With stem cell model on the trail of congenital diaphragmatic hernia

Researchers have designed a new stem cell model to study congenital diaphragmatic hernia in newborns with underdeveloped lungs. They were able to isolate stem cells from the fluid that is suctioned from the baby’s lungs and normally gets discarded and use them as a foundation for the model.

In this MEDICA-tradefair.com interview, Dr. Richard Wagner explains how the stem cell model works and reveals the insights the researchers have gained from this method.

Dr. Wagner, what inspired the idea for the new stem cell model?

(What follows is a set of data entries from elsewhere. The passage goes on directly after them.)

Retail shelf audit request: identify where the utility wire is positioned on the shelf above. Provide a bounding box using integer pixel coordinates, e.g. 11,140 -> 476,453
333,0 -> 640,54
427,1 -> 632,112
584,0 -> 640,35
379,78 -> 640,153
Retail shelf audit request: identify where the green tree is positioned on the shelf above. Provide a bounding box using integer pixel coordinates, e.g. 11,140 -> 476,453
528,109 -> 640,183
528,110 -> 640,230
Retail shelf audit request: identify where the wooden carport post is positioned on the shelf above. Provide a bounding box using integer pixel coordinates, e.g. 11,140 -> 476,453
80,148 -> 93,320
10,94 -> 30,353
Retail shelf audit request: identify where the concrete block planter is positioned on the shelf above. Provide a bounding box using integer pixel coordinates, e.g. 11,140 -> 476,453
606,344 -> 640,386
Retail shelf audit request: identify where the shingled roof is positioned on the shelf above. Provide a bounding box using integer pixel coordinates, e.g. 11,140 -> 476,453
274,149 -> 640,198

Dr. Richard Wagner: Our research pertaining to congenital diaphragmatic hernia in newborns revealed that there are still no models that facilitate the testing of therapeutic approaches on living human lung tissue. Congenital diaphragmatic hernia is a defect in the diaphragm of an unborn baby combined with a form of underdeveloped lungs, which even today causes many affected newborns to die. We want to improve the situation and have been in search of a human cell model that allows us to test various aspects of congenital diaphragmatic hernia. Since the lungs are underdeveloped, they are too small, making it impossible to remove some additional tissue during congenital diaphragmatic hernia repair for further exams. Meanwhile, airway suctioning is already an established method and there has been research into the isolation of stem cells from the lungs. However, the isolation of stem cells in newborns with congenital diaphragmatic hernia is a new approach.

How does the stem cell model work?

Wagner: Since the lungs are not fully developed, the newborns are intubated and placed on a ventilator immediately after birth. Because they cannot cough on their own as they are under assisted ventilation, their airways are suctioned on a regular basis. We take the lung tissue acquired from the airway suctioning and use it as a surrogate tissue for our model. The harvested stem cells allow us to differentiate them into different lung tissues, which we can subsequently cultivate and develop in the laboratory. This allows us to model the bronchial epithelium, the uppermost layer of the bronchial cells in the airways. These are the cells that line the bronchi in the lungs. Ultimately, this provides us with a patient-specific sample in which we can identify the genes that are active in the cells. This permits us to discern pathological cellular adaptations. We can also test for epigenetic changes in the stem cell model. This allows the detection of molecular differences between the stem cells in newborns with congenital diaphragmatic hernia and control patients. We were able to identify an abnormal differentiation pattern.

What were the biggest challenges you faced in researching the new stem cell model?

Wagner: The last 1.5 years we focused on intensive research into the stem cell model. Needless to say, we encountered several obstacles as things can sometimes go wrong with cell models. For example, the cells can become infected, which means they won’t grow normally and must be discarded. You lose a sample, if this happens to the cells of affected newborns that have not yet been multiplied in the laboratory. The research logistics of this are likewise complex. The process requires a lot of staff starting with intubation, suctioning, sample storage, cell isolation and cell proliferation in the laboratory.

What insights did you gain from the stem cell model study?

Wagner: We were able to create a new model that allows the first-ever analysis of changes in the cells of human newborns with a congenital diaphragmatic hernia. These changes also correlate with those already observed in acknowledged animal models. We can make a positive impact on the changes via a treatment that slows down the inflammatory reaction.

What new research opportunities could result from these insights?

Wagner: The cell model allows the testing of a wide variety of therapeutic agents. Prior to this, tests on living tissue from newborns with a diaphragmatic hernia were not possible. The cell model could also serve as a kind of bridge between the animal model and therapy attempts with humans. Immune cells, connective tissue cells (fibrocytes) and pneumocytes also have functions in the lungs. Future research could use the model to study them in more detail.